Below you will plot the classification error, which you can compute using the ```sklearn.metrics.zero_one_loss``` function.  Plot the classification errors as a function of the kernel bandwidth, testing values of $h \in \{0.01,0.1,1,10,100\}$.  Use the same kernel bandwidth for all three estimators.

In [None]:
# ✍ \<YOUR SOLUTION HERE\>
from sklearn.metrics import zero_one_loss

def plot_classification_error(kernel='gaussian', num_training_samples=100, num_testing_samples=100, seed=0):
    np.random.seed(seed)
    X_train, y_train = make_moons(n_samples=num_training_samples, noise=0.1)
    X_test, y_test = make_moons(n_samples=num_testing_samples, noise=0.1)
    
    bandwidths = [0.01, 0.1, 1, 10, 100]
    train_errors = []
    test_errors = []
    for bandwidth in bandwidths:
        kde_0 = KernelDensity(kernel=kernel, bandwidth=bandwidth).fit(X_train[y_train == 0])    # Fit using only the training set
        kde_1 = KernelDensity(kernel=kernel, bandwidth=bandwidth).fit(X_train[y_train == 1])
        kde_marginal = KernelDensity(kernel=kernel, bandwidth=1).fit(X_train)
        prior = np.mean(y_train == 0)   # Assume prior is for class 0
        
        y_train_pred = classifier(X_train, kde_0, kde_1, kde_marginal, prior)
        train_errors.append(zero_one_loss(y_train, y_train_pred))   # Use zero-one loss which is the same as classification_error()
        
        y_test_pred = classifier(X_test, kde_0, kde_1, kde_marginal, prior)
        test_errors.append(zero_one_loss(y_test, y_test_pred))
        
    plt.plot(bandwidths, train_errors, 'o-', label='Train')
    plt.plot(bandwidths, test_errors, 'o-', label='Test')
    plt.xscale('log')
    plt.title(f'Kernel: {kernel}, Train samples: {num_training_samples}, Test samples: {num_testing_samples}')
    plt.xlabel('Bandwidth')
    plt.ylabel('Classification Error')
    plt.legend()
    plt.show()
    
plot_classification_error(kernel='gaussian', num_training_samples=100)

Repeat the above process for a Top Hat kernel with $n=100$ training sample points.

In [None]:
# ✍ \<YOUR SOLUTION HERE\>
plot_classification_error(kernel='tophat', num_training_samples=100)

Repeat the process for a Gaussian kernel with $n=400$ training sample points.

In [None]:
# ✍ \<YOUR SOLUTION HERE\>
plot_classification_error(kernel='gaussian', num_training_samples=400)

**Observations**

All three setups exhibit signs of overfitting, where the training loss is lower than the test loss.

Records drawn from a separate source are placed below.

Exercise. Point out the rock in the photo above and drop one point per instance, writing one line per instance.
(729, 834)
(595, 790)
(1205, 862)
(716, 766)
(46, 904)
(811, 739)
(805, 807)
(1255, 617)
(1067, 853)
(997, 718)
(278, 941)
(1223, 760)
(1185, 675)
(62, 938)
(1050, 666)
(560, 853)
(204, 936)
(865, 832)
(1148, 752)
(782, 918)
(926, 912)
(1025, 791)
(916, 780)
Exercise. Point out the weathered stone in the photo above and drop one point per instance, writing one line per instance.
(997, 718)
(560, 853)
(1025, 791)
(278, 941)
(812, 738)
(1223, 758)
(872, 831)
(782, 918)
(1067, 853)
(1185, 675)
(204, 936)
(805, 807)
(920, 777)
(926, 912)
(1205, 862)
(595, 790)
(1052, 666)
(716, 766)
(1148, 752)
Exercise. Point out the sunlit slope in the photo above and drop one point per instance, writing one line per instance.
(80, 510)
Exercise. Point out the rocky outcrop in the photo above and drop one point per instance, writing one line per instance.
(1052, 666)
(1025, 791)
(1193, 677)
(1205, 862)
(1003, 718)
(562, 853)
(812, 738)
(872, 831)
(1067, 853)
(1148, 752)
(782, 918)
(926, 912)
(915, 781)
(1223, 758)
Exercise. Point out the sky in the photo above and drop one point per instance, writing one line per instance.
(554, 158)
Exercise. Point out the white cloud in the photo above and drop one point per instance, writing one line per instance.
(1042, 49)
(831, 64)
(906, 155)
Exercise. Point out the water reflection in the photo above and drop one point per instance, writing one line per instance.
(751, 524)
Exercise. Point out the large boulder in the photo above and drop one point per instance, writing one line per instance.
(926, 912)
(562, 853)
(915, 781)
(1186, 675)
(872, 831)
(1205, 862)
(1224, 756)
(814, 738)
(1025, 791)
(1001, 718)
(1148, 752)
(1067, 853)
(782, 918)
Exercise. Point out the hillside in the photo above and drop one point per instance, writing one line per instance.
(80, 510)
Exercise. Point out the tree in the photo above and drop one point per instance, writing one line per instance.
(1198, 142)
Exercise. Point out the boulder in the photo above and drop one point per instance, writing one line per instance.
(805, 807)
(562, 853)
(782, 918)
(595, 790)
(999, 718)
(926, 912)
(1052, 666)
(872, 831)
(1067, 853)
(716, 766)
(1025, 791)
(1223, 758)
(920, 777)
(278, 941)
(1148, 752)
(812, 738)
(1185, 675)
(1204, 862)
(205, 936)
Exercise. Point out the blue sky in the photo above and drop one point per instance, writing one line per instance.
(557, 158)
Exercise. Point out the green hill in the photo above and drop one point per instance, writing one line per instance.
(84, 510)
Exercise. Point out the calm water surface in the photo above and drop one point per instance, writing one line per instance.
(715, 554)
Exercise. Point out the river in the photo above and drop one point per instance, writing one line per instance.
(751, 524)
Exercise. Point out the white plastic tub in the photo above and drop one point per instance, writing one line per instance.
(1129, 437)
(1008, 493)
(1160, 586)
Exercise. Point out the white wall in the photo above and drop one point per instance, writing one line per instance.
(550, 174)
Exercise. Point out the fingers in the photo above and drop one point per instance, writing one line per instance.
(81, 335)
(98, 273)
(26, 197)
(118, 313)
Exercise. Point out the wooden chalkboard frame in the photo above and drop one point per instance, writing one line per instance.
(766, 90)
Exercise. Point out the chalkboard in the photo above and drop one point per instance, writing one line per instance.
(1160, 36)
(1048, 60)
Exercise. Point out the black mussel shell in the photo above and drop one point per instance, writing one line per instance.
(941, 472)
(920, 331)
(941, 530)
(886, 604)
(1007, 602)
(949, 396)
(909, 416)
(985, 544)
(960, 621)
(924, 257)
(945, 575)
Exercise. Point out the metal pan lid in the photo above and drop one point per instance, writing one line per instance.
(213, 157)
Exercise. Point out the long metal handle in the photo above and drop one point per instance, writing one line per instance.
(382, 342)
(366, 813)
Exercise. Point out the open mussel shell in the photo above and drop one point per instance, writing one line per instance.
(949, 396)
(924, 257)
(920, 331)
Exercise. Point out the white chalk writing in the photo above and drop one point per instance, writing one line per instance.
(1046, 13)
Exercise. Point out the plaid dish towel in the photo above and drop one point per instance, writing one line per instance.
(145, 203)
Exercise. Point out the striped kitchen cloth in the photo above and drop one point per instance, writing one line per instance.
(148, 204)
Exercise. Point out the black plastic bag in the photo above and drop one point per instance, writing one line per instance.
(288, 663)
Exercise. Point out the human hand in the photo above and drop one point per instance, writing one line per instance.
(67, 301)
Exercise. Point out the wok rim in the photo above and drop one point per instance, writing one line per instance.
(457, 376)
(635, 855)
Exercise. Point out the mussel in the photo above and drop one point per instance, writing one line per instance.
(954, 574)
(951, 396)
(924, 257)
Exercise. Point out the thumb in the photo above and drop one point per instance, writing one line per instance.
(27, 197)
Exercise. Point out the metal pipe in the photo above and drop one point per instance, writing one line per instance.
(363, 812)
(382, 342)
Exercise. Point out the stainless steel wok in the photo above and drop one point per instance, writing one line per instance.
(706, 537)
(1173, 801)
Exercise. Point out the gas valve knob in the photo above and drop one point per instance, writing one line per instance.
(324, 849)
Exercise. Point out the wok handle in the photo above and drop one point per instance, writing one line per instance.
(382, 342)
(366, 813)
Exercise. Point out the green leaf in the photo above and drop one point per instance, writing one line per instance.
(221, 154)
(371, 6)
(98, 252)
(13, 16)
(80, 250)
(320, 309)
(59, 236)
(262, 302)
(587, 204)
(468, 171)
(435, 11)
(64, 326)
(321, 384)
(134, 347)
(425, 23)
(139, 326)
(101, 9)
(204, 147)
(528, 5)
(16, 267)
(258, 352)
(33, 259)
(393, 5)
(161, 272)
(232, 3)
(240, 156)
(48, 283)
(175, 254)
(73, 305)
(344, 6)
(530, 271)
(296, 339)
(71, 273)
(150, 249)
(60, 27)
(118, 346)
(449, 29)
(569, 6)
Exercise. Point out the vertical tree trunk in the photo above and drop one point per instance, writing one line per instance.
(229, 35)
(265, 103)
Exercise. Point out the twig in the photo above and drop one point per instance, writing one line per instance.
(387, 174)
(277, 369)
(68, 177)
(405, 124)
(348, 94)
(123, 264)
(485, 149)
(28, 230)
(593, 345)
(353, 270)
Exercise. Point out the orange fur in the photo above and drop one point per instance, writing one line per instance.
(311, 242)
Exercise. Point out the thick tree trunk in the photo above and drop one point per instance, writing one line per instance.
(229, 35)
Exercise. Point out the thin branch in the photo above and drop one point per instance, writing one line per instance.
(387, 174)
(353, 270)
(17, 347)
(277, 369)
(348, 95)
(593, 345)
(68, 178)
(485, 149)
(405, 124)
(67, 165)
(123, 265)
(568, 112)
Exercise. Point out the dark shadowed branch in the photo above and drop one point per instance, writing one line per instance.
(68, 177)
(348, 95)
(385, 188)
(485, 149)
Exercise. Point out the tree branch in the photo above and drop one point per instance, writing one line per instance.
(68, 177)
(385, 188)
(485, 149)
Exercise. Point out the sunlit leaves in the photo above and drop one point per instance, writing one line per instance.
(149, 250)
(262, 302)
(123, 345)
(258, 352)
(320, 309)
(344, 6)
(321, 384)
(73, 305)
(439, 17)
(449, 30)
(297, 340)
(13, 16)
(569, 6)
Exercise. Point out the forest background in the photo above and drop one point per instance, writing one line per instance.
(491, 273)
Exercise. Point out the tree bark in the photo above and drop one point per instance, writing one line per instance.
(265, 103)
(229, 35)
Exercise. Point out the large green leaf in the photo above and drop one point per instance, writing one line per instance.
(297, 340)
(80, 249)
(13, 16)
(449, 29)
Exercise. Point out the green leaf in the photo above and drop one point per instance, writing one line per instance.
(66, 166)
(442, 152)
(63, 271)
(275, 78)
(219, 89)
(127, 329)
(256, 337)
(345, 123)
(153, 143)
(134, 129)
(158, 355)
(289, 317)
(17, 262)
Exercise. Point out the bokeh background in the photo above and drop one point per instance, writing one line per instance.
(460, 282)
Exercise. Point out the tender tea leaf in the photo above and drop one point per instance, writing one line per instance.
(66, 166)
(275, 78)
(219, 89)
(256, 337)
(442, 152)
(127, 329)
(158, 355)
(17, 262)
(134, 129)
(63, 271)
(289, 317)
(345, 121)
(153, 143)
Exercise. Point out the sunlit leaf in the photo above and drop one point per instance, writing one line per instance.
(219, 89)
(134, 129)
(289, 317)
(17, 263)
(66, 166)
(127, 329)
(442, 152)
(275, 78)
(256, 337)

This is especially evident with the Top Hat kernel, which has 0 train error when `h = 0.01` but 0.5 test error. In all three setups, the error increases with bandwidth, which makes sense because generalization leads to loss of precision. Both Gaussian kernels were able to achieve 0 train and test loss with `h = 0.01` and `h = 0.1`, and there's not much difference in error at the larger bandwidths. However, `train samples = 400` had slightly higher test error, which could indicate increased overfitting.